Where UBP goes from here

RG Opinion (05 Oct. 2004)

Where UBP goes from here

The 2003 election offered the first real opportunity to measure the pulse of the community at a time when both parties had a record in government. What was the verdict?

The PLP, in just 5 years, had bled substantial support and was ravaged with internal strife and disunity. The party was able to hold on to a reduced majority and victory - the difference being 70 votes across 4 constituencies - in a new system that was supposed to guarantee them favourable results.

In the UBP’s case they’d made some inroads, although obviously not enough, and had begun to turn around what some thought - and others hoped - was irreversible. Most likely their performance was a combination of dissatisfaction with the PLP Government and some success at reinvention and rejuvenation. But the public wanted to see more, from both parties.

Finally, the third party option was confirmed as farther away today than it’s ever been. The NLP’s decision to support single seats was political suicide, although probably of little consequence. The removal of dual seats entrenched a two party system, and effectively ended the viability of independent or third party candidates. A better move for the NLP would have been advocating dual seats of equal size.

There’s nothing undemocratic about dual seat constituencies, it was the difference in voting size that was a problem. Voters were much more likely to split their votes and support a third party or independent candidate when they had two votes, than in the current setup.

Barring some implosion from either major party, which is unlikely, the PLP and UBP are here to stay. So where does the UBP go from here, in the face of a PLP in disarray and mired in debacle after debacle? What does the UBP team have to do to win over those disillusioned voters, who are open to a change but not yet convinced? How do they earn those 70 votes that separated them from an 18-18 deadlock and that decisive 19th seat?

One year on from the 2003 election, the UBP finds itself in a strong position, but with plenty of work to do. The party and its supporters can’t expect to win the next election, whenever that might be, by default. The Premier’s rapidly declining poll numbers, his party’s six year record of corruption and mismanagement, and increasing public hostility toward the PLP leadership alone isn’t enough - although they’ll help.

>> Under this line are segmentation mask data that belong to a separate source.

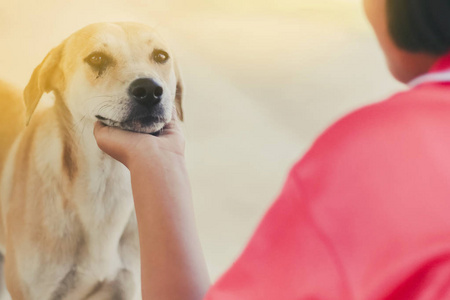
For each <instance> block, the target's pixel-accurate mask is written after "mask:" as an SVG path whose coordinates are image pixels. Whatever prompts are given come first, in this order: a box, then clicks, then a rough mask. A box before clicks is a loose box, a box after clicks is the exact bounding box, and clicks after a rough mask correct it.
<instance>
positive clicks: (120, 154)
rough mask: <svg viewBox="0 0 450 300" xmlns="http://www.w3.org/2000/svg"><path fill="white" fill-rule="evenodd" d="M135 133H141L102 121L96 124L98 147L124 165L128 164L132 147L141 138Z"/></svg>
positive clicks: (95, 126)
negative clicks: (129, 151)
mask: <svg viewBox="0 0 450 300" xmlns="http://www.w3.org/2000/svg"><path fill="white" fill-rule="evenodd" d="M135 135H139V133H134V132H129V131H125V130H121V129H119V128H115V127H110V126H106V125H104V124H102V123H100V122H96V123H95V126H94V137H95V140H96V141H97V145H98V147H99V148H100V149H101V150H102V151H103V152H105V153H106V154H108V155H109V156H111V157H112V158H114V159H116V160H118V161H120V162H121V163H123V164H124V165H126V164H127V161H128V156H129V153H128V152H129V150H130V148H132V145H133V144H135V143H136V139H137V138H139V137H138V136H135ZM130 146H131V147H130Z"/></svg>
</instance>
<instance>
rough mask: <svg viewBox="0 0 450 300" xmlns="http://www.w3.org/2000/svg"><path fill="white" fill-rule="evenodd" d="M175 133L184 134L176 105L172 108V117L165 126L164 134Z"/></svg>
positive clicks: (172, 133) (163, 132)
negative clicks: (180, 121) (177, 113)
mask: <svg viewBox="0 0 450 300" xmlns="http://www.w3.org/2000/svg"><path fill="white" fill-rule="evenodd" d="M175 133H179V134H182V131H181V127H180V119H179V118H178V114H177V110H176V108H175V107H174V108H173V109H172V119H171V120H170V122H169V123H168V124H167V125H166V126H165V127H164V130H163V132H162V135H171V134H175Z"/></svg>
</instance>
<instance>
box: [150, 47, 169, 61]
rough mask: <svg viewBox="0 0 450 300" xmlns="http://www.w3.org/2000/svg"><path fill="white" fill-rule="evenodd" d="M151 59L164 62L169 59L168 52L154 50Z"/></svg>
mask: <svg viewBox="0 0 450 300" xmlns="http://www.w3.org/2000/svg"><path fill="white" fill-rule="evenodd" d="M152 57H153V60H154V61H156V62H157V63H160V64H162V63H165V62H166V61H167V60H168V59H169V54H168V53H167V52H166V51H163V50H155V51H153V53H152Z"/></svg>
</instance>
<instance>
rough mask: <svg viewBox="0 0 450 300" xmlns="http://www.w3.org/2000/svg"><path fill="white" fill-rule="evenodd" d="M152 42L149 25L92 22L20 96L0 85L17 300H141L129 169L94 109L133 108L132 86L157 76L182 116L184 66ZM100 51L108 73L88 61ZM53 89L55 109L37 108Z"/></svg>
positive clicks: (11, 277)
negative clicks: (129, 97)
mask: <svg viewBox="0 0 450 300" xmlns="http://www.w3.org/2000/svg"><path fill="white" fill-rule="evenodd" d="M102 39H103V42H102V43H100V42H99V41H100V40H102ZM152 47H153V48H154V47H159V48H162V47H166V46H165V44H164V42H162V41H161V40H160V39H159V38H158V37H157V36H156V35H155V33H154V32H153V31H152V30H151V29H149V28H148V27H146V26H143V25H139V24H132V23H120V24H109V23H106V24H94V25H90V26H88V27H86V28H84V29H82V30H80V31H78V32H77V33H75V34H73V35H72V36H70V37H69V38H68V39H66V40H65V41H64V42H63V43H62V44H61V45H59V46H58V47H56V48H54V49H53V50H51V51H50V53H49V54H48V55H47V56H46V58H45V59H44V60H43V62H42V63H41V64H40V65H39V66H38V67H37V68H36V69H35V70H34V72H33V74H32V76H31V79H30V82H29V84H28V85H27V87H26V89H25V91H24V99H23V100H22V97H21V96H20V94H19V93H18V92H17V91H16V90H15V89H13V88H11V87H10V86H8V85H6V84H4V83H1V82H0V125H1V128H0V142H1V144H0V174H1V177H0V179H1V181H0V218H1V220H0V221H1V222H0V225H1V226H0V250H1V252H2V253H3V254H4V255H5V275H6V283H7V286H8V290H9V291H10V294H11V296H12V298H13V299H18V300H21V299H24V300H28V299H31V300H34V299H38V300H46V299H49V300H53V299H127V300H128V299H130V300H131V299H140V296H139V294H140V288H139V280H140V278H139V259H138V257H139V247H138V235H137V224H136V220H135V214H134V208H133V201H132V194H131V186H130V179H129V173H128V170H126V168H125V167H124V166H122V165H121V164H120V163H118V162H116V161H114V160H113V159H112V158H110V157H109V156H107V155H105V154H104V153H102V152H101V151H100V150H99V149H98V147H97V146H96V143H95V140H94V137H93V135H92V130H93V126H94V123H95V121H96V118H95V116H96V115H97V114H99V113H102V114H105V116H106V117H111V118H119V116H121V114H123V111H126V109H125V108H126V107H127V105H128V103H127V101H126V87H127V85H129V83H130V82H131V81H133V80H134V79H136V78H139V77H140V76H156V78H157V80H159V81H160V82H162V84H164V89H165V91H166V92H165V93H166V94H167V95H166V94H165V97H166V98H164V99H166V100H164V101H166V102H167V103H165V104H164V106H163V107H165V109H166V110H167V109H168V108H170V106H171V105H172V106H174V105H175V106H176V107H177V111H178V114H179V116H180V118H182V116H183V115H182V109H181V98H182V82H181V78H180V74H179V71H178V68H177V67H176V65H175V62H173V61H172V60H171V61H169V62H168V63H167V64H165V65H162V64H155V63H153V62H151V60H148V57H149V55H150V54H151V51H152V49H153V48H152ZM98 49H104V51H107V52H108V53H110V55H111V56H112V57H114V61H115V65H112V66H111V67H110V68H109V69H108V72H107V73H106V74H105V75H103V76H100V75H99V74H96V73H95V72H93V70H92V69H91V68H89V67H88V66H87V65H86V63H85V61H84V58H85V57H86V56H88V55H89V53H91V52H92V51H97V50H98ZM147 60H148V61H147ZM49 92H52V93H53V94H54V97H55V103H54V105H53V106H51V107H49V108H45V109H39V106H38V104H39V101H40V99H41V97H42V95H43V94H45V93H49ZM113 93H116V94H117V95H116V96H114V94H113ZM110 94H113V95H110ZM124 95H125V96H124ZM170 97H172V98H171V99H170ZM22 101H24V102H25V104H26V105H25V106H24V105H23V102H22ZM174 101H175V102H174ZM161 105H162V104H161ZM105 107H106V108H107V109H106V110H105ZM124 107H125V108H124ZM107 114H110V115H107ZM170 115H171V110H167V111H164V116H165V118H167V116H170ZM123 118H125V119H126V115H125V116H123ZM167 121H169V119H167V120H166V122H167ZM26 122H29V125H28V127H26V128H25V127H24V124H25V123H26ZM157 126H162V125H157ZM142 128H143V129H145V130H147V129H146V127H139V128H138V130H141V129H142ZM152 128H153V127H151V128H150V129H152ZM155 128H156V127H155ZM155 128H153V130H155ZM158 128H161V127H158ZM158 128H156V130H157V129H158ZM150 129H148V130H150ZM42 281H44V282H45V283H46V284H45V285H43V284H41V282H42Z"/></svg>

The United Bermuda Party need look no further than the first two words of the party’s name, both individually and combined. The focus has to be on building a United Bermuda, uniting a polarized public and returning the focus to Bermuda’s issues, not preoccupations with international sideshows and personal agendas. The last word – Party - should be ignored. Party, and I’m not talking of the cocktail variety, is the part people don’t like. The UBP must not attempt to convince people of their merits as a political organization. They must convince Bermudians to join them in their quest for a United Bermuda.

They must continue their effective criticism of this Government’s lack of vision, failure to execute, secrecy, corruption and disdain for accountability. Valid criticisms must be accompanied by a vision. The widespread dissatisfaction with politicians and the political process must be acknowledged. The UBP must commit to opening up Government and reconnecting it with the public.

Dr. Gibbons and his team should continue to deliver their message of optimism, inclusion and local solutions for local issues with visits to churches, clubs and community events. This has already started with the recent Labour Day speeches, the campaign of 2003 and a more aggressive and less restrained approach in holding the Government accountable.

Critical work to earn the public trust must take place between elections, both nationally and on the doorstep. Voters expect to be visited shortly before an election and hear grand promises for the future, but many people don’t believe it. We’re rightly cynical about promises made on the eve of an election. The UBP’s real work, work that will be accepted as genuine, must happen now.

An Opposition who wants to lead shouldn’t act like an opposition. They should present themselves as the next Government. Throne speeches, budget replies and house debates must speak to the core elements and values of a United Bermuda agenda, not just a critique of the Government’s plan – or lack of it. Perhaps most importantly, the Party must recommit to its core values and explain what they are and how they will be achieved.

Finally, the UBP cannot continue to allow itself to be defined by the PLP, wresting back their message, history and values from the Government’s attack machine. Every action, every word, every policy, must promote the party’s defining and distinguishing traits of diversity, opportunity, inclusion and accountability. That is what separates them from the PLP.

A track record established on these values will be the foundation for success at the polls and a refreshing alternative for a public disillusioned by 6 years of failures and inaction.